A private appeal from Leon Black’s legal team to a federal judge reopened a case that many assumed had already been settled.

A Guardian investigation reports that lawyers for Black, the billionaire investor linked for years to Jeffrey Epstein through prior business dealings, contacted US district judge Jed Rakoff in 2024 to challenge the credibility of a woman who has accused Black in a civil lawsuit of raping her as a teenager in Epstein’s New York townhouse in 2002. Black has denied that he ever met the woman, identified in court as Jane Doe, and has denied the rape allegation.

The outreach did not stay confined to a letter or a legal objection. According to court records cited by the Guardian, it triggered months of proceedings outside public view and ended with Rakoff reversing a $2.5m award that Doe had received in a separate Epstein-related class action. She later received a much smaller settlement in that case, a shift that raises fresh questions about how quietly handled legal challenges can alter outcomes in matters tied to Epstein’s orbit.
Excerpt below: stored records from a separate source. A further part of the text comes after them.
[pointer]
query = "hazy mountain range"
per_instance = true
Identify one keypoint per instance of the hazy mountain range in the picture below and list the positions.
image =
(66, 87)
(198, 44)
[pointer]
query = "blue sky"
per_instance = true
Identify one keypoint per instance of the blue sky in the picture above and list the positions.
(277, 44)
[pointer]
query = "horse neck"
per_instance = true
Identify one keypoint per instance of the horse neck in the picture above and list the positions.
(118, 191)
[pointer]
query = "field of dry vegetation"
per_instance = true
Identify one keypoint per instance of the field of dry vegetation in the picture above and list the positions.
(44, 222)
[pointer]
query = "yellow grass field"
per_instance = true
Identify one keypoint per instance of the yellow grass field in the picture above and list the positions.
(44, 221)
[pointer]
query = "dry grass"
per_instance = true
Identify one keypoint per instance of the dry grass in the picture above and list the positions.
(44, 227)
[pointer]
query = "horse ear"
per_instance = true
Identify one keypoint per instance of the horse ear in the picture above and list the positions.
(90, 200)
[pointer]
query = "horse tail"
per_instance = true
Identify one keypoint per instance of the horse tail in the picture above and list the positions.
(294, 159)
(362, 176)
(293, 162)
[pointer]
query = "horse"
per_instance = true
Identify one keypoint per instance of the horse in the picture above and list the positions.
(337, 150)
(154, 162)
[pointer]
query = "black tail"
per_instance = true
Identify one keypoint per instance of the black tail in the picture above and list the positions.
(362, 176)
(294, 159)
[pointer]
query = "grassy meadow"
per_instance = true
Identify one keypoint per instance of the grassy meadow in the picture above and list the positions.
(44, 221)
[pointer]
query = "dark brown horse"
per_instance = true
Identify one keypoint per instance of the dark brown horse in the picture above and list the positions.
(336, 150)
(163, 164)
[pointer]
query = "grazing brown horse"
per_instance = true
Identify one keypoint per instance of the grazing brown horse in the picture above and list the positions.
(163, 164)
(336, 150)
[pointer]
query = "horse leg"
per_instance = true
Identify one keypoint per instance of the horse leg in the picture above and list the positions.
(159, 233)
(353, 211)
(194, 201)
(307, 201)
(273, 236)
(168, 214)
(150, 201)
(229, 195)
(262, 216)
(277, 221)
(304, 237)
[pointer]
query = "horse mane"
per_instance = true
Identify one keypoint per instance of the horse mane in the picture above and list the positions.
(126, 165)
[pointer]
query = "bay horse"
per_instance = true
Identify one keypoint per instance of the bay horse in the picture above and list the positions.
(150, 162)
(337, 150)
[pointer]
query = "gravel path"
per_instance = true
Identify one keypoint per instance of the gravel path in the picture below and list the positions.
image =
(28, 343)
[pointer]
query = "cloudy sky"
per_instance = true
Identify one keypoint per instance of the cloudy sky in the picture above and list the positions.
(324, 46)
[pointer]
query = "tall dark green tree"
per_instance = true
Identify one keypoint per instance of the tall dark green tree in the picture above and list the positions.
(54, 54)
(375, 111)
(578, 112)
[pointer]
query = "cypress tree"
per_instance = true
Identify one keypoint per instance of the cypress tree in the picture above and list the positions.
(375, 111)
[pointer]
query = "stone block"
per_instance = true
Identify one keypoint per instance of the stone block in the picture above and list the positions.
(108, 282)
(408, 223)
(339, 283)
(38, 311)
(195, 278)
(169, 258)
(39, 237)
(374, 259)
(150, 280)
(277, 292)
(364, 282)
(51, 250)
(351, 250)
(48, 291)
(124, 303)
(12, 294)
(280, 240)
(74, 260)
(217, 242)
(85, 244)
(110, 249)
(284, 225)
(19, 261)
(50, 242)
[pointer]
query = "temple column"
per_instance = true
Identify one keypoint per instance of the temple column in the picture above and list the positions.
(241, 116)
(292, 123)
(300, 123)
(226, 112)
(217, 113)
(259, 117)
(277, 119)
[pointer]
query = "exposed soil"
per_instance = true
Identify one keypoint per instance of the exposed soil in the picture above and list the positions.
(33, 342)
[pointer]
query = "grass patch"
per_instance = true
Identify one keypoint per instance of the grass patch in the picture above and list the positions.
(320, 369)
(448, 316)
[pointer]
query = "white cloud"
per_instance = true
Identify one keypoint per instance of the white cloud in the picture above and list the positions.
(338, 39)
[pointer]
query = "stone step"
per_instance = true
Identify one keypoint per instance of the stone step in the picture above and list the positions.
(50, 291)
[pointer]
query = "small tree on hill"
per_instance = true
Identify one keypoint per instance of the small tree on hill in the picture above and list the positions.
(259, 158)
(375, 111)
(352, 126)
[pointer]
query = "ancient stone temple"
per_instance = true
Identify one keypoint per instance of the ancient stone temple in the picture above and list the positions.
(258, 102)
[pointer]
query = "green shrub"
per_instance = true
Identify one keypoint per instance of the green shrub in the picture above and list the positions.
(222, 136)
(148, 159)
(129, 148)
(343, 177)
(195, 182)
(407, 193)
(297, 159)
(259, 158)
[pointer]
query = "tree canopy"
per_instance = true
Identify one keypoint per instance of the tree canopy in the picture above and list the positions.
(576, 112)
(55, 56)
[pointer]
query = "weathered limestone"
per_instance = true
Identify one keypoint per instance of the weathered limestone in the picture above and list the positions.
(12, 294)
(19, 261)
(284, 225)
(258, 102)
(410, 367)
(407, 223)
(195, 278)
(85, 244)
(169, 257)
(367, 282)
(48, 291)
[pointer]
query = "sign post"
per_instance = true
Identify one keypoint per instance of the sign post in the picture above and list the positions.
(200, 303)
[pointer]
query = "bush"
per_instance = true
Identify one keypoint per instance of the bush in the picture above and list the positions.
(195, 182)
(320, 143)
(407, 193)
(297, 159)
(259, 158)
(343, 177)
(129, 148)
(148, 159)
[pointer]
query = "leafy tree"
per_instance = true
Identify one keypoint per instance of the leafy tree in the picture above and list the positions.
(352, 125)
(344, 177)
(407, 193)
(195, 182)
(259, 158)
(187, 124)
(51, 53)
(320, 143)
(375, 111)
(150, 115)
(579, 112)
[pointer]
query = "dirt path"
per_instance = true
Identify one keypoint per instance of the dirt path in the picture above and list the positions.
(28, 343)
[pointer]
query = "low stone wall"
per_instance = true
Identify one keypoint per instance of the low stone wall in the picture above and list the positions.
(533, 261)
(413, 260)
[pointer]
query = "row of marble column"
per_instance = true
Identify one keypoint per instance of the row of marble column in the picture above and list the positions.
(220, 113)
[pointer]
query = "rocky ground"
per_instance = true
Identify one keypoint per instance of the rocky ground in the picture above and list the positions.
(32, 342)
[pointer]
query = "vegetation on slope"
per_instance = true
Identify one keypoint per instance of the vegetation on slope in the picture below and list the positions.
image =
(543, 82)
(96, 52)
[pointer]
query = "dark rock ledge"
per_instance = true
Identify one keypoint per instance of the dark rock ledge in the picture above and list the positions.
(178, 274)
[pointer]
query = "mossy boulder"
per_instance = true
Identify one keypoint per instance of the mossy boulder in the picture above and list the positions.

“I am still here. And I am not done.”

That statement, which Doe gave to the Guardian, signals that the fight now reaches beyond one payment dispute. At issue is not only Black’s effort to defend what his side called his “good name,” but also the broader imbalance between wealthy defendants with elite legal teams and accusers navigating a system that often moves behind closed doors. Reports indicate the private nature of the proceeding kept key developments from broader public scrutiny until court records brought them into view.

Key Facts

  • The Guardian reports that Leon Black’s lawyers privately contacted judge Jed Rakoff in 2024.
  • Black faces a civil lawsuit accusing him of raping a teenage girl in Jeffrey Epstein’s New York townhouse in 2002.
  • Black denies meeting Jane Doe and denies the rape allegation.
  • Rakoff later reversed Doe’s $2.5 million class-action award, and she received a smaller settlement.

The case now appears set to draw more attention as readers, courts, and advocates weigh what happened in secret and why it changed the result. That matters well beyond this dispute: Epstein-related litigation still tests how the justice system handles claims of abuse, the influence of money, and the transparency the public expects when powerful people seek to rewrite the record.